The United States military employed pirated copies of critical software for many years. This was to ensure that its soldiers and overseas deliveries remained secure on a worldwide level. Apptricity, the company that manufactured this software in the first place, sued the government for the blatant copyright infringement.
The result was a court case where the software maker claimed to deserve a quarter of a billion dollars in damages. Yet ultimately only $50 million was agreed upon by the Obama administration. This is strange since it is the government itself which has been so tough on copyright issues since it came to power. And piracy is the most insidious form of theft.

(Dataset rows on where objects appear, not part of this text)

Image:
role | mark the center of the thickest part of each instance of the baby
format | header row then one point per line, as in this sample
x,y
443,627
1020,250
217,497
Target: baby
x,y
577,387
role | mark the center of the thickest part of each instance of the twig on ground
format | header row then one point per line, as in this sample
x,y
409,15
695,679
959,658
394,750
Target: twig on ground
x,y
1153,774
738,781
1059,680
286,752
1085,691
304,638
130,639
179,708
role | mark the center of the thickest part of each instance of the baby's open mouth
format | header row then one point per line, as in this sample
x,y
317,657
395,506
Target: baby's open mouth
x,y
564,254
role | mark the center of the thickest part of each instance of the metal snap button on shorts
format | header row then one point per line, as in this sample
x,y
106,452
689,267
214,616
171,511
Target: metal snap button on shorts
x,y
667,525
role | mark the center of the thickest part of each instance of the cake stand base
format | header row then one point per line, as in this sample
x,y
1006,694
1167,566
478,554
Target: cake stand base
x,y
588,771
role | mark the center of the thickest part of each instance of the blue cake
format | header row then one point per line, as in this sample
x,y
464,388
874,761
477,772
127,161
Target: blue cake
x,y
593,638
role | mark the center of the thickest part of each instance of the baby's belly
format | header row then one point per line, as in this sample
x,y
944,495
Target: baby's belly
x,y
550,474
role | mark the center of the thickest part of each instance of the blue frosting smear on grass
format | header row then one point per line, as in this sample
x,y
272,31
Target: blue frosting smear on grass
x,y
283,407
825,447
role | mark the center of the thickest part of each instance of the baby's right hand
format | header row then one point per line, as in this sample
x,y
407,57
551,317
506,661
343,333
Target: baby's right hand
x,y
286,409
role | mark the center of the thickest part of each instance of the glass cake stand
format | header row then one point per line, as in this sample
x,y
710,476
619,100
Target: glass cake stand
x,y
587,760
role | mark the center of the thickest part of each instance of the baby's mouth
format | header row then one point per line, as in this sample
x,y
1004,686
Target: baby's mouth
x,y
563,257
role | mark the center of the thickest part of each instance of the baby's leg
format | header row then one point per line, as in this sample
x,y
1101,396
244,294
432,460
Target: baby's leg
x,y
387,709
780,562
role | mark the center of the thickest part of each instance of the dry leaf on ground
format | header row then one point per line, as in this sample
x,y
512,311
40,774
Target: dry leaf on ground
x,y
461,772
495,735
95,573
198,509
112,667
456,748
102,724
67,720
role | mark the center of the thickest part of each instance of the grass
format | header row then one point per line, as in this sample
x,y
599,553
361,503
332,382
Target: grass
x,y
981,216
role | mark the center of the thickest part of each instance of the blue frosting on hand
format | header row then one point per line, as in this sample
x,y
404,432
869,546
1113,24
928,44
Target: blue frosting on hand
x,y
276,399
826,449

It was almost a decade ago that Apptricity signed a bond with the US army regarding some of its software. The software really helped governmental efforts in the Middle East as well as during the earthquake which took place in Haiti three years ago.
However, Apptricity’s dream of having bagged a client became a nightmare. It discovered to its dismay that the military was covertly planting unlicensed copies of the software anywhere and everywhere it could. Over 93 servers and 9000 devices had the software installed on them. The charges that the government owed, after it was caught red-handed, amounted to $224 million.
The government was put on trial for this extreme case of mismanagement. It accepted its complicity and after much bargaining and negotiation a settlement was finally reached. While $50 million is not what Apptricity was expecting, as the saying goes, “something is better than nothing.”